Benkenstein calls for mental preparedness after Galle debacle

The South Africa coach put down the team's twin collapses in the opening Test to rustiness from a lack of Test cricket, and wanted them to switch into the long-format mode

Firdose Moonda
Firdose Moonda
16-Jul-2018
Associated Press

Associated Press

South Africa batting coach Dale Benkenstein put his team's struggles against spin down to their mental make-up after their twin collapses in the first Test in Galle. South Africa were routed 126 and 73 - their two lowest totals in Sri Lanka, and lowest since readmission - and Benkenstein said the poor performance arose from a lack of match practice and, chiefly, an absence of mental toughness on their first tour since early April.
"It's not the standard we want.
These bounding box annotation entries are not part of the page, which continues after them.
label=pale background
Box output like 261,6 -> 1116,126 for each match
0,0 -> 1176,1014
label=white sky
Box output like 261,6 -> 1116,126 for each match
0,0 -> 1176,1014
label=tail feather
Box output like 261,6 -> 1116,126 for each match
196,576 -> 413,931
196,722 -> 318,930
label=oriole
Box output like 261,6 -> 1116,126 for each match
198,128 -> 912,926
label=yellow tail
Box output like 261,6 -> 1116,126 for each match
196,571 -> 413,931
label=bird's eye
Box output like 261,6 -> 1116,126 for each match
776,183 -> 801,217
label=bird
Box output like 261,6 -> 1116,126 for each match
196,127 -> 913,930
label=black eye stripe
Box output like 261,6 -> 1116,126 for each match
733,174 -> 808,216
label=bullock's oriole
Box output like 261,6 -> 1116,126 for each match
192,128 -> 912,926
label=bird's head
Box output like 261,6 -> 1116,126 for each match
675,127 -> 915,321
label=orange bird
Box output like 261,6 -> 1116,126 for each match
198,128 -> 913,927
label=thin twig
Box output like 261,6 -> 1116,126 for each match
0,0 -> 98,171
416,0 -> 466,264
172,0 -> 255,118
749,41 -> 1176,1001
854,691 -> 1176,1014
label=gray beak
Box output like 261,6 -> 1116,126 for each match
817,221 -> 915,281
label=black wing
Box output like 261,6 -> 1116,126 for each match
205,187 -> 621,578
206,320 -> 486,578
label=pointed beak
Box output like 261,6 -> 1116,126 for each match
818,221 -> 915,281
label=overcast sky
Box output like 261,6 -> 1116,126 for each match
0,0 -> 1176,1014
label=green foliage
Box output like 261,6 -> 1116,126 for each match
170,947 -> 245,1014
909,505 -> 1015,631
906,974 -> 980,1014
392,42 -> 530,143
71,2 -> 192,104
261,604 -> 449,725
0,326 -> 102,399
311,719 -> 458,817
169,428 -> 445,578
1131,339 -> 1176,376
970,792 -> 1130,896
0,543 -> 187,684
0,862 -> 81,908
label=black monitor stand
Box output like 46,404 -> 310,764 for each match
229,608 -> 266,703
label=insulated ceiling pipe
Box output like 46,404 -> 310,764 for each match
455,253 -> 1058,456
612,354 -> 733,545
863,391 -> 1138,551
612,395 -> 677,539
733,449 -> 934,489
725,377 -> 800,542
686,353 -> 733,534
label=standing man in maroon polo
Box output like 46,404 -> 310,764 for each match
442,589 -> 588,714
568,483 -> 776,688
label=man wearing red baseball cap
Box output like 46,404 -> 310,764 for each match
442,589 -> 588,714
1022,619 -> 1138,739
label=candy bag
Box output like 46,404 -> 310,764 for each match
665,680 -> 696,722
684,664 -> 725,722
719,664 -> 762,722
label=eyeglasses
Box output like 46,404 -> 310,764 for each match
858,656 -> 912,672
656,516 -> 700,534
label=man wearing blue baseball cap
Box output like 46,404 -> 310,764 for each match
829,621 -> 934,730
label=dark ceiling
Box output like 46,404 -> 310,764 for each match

Technically, you have to face the spinning ball and there's a few things that you have to adjust to. But 90% of it is being tough mentally, being used to the ball missing the bat or spinning past the bat," Benkenstein said. "When you've had a lot of Test cricket, you are toughened for Test pressures, and I think the guys were low on that as well."
South Africa came into the Test off a three-month off-season, and though some of their players were involved in the IPL during that period, and a few others in the county circuit, the rustiness from a lack of Test cricket showed. Benkenstein admitted that not even intense training at the High Performance Centre in Pretoria helped in shaking off the cobwebs. "We did some pretty good preparation before [the series], but in our conditions. We were trying to simulate the conditions here. We hit quite a lot of balls, but we haven't had a lot of competition," Benkenstein said.
That competition arrived in Galle, and it turned out to be one in which South Africa lost heavily. But on the upside, it has given them two extra days in preparation for the next Test, and Benkenstein wasn't necessarily looking at utilizing that time in the nets. "I don't believe practises are going to make a huge amount of difference. Mentally, we've got to remind ourselves we are back in Test cricket again. It's tough."
Tougher because South Africa's best player of spin, Hashim Amla, is enduring a lean passage - he averages 25.87 from eight Tests this year, and the only player as adept as him, AB de Villiers, has retired. While de Villiers has been away from the South African Test squad before, when he was on sabbatical, he is now permanently out of the picture, and Benkenstein urged the squad to move on. "You don't replace AB or Jacques Kallis - they are once in a decade, once in the lifetime [players]," Benkenstein said. "We can't look backwards. A lot of the guys have played with AB and seen how he has gone about his business. We've got a task ahead of us now. The guys that are in the room are going to have to pull together."
Interestingly, Benkenstein made no mention of conditions or of what he wanted the batsmen to do to wrap their heads around the spinner-friendly tracks. All he said was that South Africa are close to getting things right, despite what the scorecard might say. "I don't think we are far off. It's actually not such a big gap. It seems like a big gap in the end, but it's not such a big gap."